Perda ini, lanjut Yosep, khusus ditujukan untuk permukiman di perkotaan maupun pedesaan, tidak mencakup pembakaran lahan yang menjadi ranah dinas lain. “Fokusnya mencegah kebakaran rumah, bukan pembukaan lahan,” tegasnya.
Yosep mengungkapkan kendala terbesar penerapan Perda ini berada di wilayah pedesaan, terutama terkait minimnya fasilitas tangki air sebagai langkah antisipasi. “Setiap kecamatan butuh tangki air.

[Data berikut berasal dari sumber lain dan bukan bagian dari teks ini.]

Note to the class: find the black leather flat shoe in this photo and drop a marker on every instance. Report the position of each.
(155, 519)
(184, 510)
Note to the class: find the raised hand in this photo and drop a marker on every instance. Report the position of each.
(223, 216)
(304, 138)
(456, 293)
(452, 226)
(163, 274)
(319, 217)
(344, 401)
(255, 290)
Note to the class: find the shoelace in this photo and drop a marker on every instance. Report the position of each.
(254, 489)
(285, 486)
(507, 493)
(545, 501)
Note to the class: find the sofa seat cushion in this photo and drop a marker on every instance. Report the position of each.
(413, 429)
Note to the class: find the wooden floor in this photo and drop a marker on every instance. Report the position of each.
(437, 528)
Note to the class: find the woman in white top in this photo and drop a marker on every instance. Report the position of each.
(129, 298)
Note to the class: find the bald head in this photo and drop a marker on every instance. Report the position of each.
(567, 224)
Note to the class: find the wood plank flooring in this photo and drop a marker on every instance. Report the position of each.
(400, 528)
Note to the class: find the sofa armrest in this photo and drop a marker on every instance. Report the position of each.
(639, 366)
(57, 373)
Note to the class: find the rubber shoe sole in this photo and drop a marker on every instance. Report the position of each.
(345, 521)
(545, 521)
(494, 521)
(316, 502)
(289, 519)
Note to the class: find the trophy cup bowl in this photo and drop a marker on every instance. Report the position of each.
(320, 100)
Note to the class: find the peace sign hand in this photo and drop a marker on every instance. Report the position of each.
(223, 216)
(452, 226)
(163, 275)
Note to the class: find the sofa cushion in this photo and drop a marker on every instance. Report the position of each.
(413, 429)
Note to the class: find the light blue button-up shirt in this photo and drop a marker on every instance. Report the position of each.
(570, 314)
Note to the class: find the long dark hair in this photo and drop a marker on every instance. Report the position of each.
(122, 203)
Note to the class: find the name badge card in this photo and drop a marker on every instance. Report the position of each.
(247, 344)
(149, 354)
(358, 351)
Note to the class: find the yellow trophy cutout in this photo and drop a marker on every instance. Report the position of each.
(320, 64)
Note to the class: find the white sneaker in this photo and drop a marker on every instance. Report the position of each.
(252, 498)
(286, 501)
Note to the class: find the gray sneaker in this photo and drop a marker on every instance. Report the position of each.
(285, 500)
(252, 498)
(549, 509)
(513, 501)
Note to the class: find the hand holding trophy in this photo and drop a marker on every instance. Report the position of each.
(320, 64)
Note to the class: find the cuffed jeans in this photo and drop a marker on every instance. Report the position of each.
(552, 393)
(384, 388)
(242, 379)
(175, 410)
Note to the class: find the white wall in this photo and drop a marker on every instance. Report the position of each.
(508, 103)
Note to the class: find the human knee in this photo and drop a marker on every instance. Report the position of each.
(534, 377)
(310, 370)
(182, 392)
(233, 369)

Kalau ada kebakaran, air harus tersedia. Ini yang akan kami dorong ke depan,” ucapnya.
Ia juga menggarisbawahi pentingnya dukungan masyarakat, seperti penyediaan lahan untuk pembangunan fasilitas kebakaran. Namun, kekurangan tenaga pemadam kebakaran menjadi tantangan lain, apalagi dengan kebijakan larangan pengangkatan tenaga honorer.
DPRD, menurut Yosep, siap mendukung penganggaran untuk pelaksanaan Perda ini melalui APBD. “Kalau Dinas Pemadam Kebakaran memasukkan usulan fasilitas di APBD, kami akan membantu mengawal. Yang penting, Perda ini bisa dijalankan dengan maksimal,” katanya.
Dengan langkah ini, Yosep berharap pencegahan kebakaran di Kutai Timur tidak hanya menjadi tanggung jawab pemerintah, tetapi juga kesadaran kolektif masyarakat. “Ini untuk keselamatan kita bersama,” pungkasnya.